Rhode Island saw two very different outcomes from seat belt use this week. On Tuesday, March 9 a driver, who was involved in a single car crash, rolled his vehicle, was ejected and killed. On Thursday, March 11 a driver, who was struck from behind by another vehicle, rolled his vehicle and received only minor injuries is alive because he wore a seat belt.
Both vehicles were totaled. Both drivers had the same opportunity to buckle up. Only one driver chose to wear a seat belt and that might be because Rhode Island does not have a primary seat belt law.
“As a rollover survivor myself, I know what a life or death decision strapping a safety belt on can be,” said RIDOT Director Michael P. Lewis. “You never know what can happen when you get on the road. Wearing your seat belt is one simple step you can take to protect yourself and those who depend on you.”
Wearing a seat belt doesn’t just impact you. As seen in Thursday’s rear end crash, sometimes crashes occur without any actions of your own.
In Rhode Island, children under 18 are required by law to wear their seat belts every time they get into a motor vehicle. Adults are as well, but drivers can only be cited for failure to wear a seat belt if they are pulled over for another offense. Seat belt use by occupants killed in cars is lower in Rhode Island (34%) than in the region (44%) and in the US overall (51%).

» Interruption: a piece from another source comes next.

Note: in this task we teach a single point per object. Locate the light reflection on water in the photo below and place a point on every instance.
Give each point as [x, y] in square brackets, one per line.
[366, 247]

“Safety has always been the number one priority at RIDOT,” said Lewis. “Nationally the numbers are going down, but Rhode Island still has numbers that are too high.”
In the Ocean State seat belt usage numbers are stuck at 75%. Nationally, the average is 83%. A primary law has been shown to drive usage numbers up by at least 10 percent.

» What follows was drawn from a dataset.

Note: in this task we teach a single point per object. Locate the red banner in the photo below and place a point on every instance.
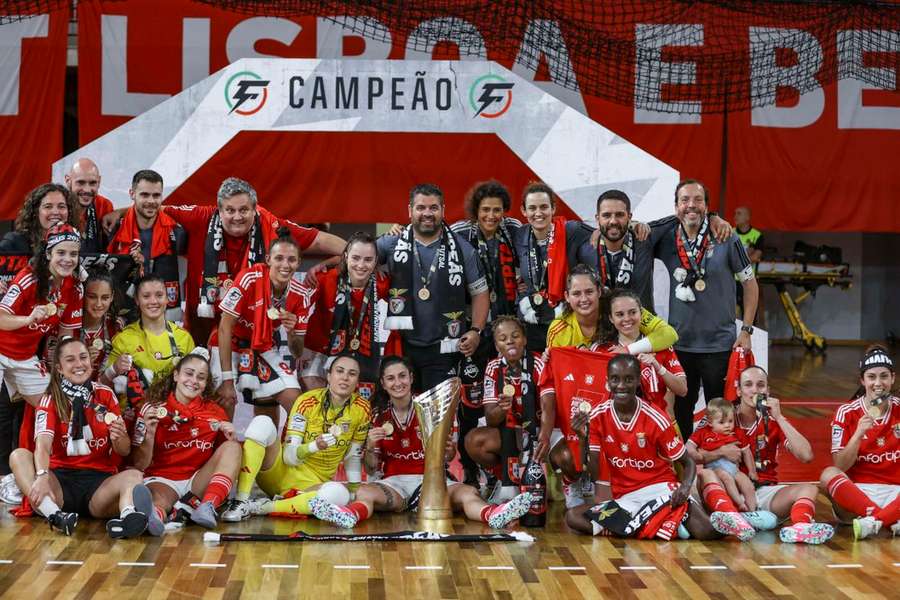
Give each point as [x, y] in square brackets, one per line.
[823, 160]
[32, 92]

Car crashes are the leading cause of death for Hispanics birth to 34 years old and for African Americans birth to 14 years old. It is also the secondary leading cause of death for African Americans 15 to 24 years of age. Many of these deaths occurred because the driver or passenger was not wearing a seat belt.
Primary seat belt legislation has been introduced in the House by Representatives Douglas Gablinske, Raymond Gallison, and Roberto DaSilva, and in the Senate by Senators John Tassoni, Susan Sosnowski, and David Bates.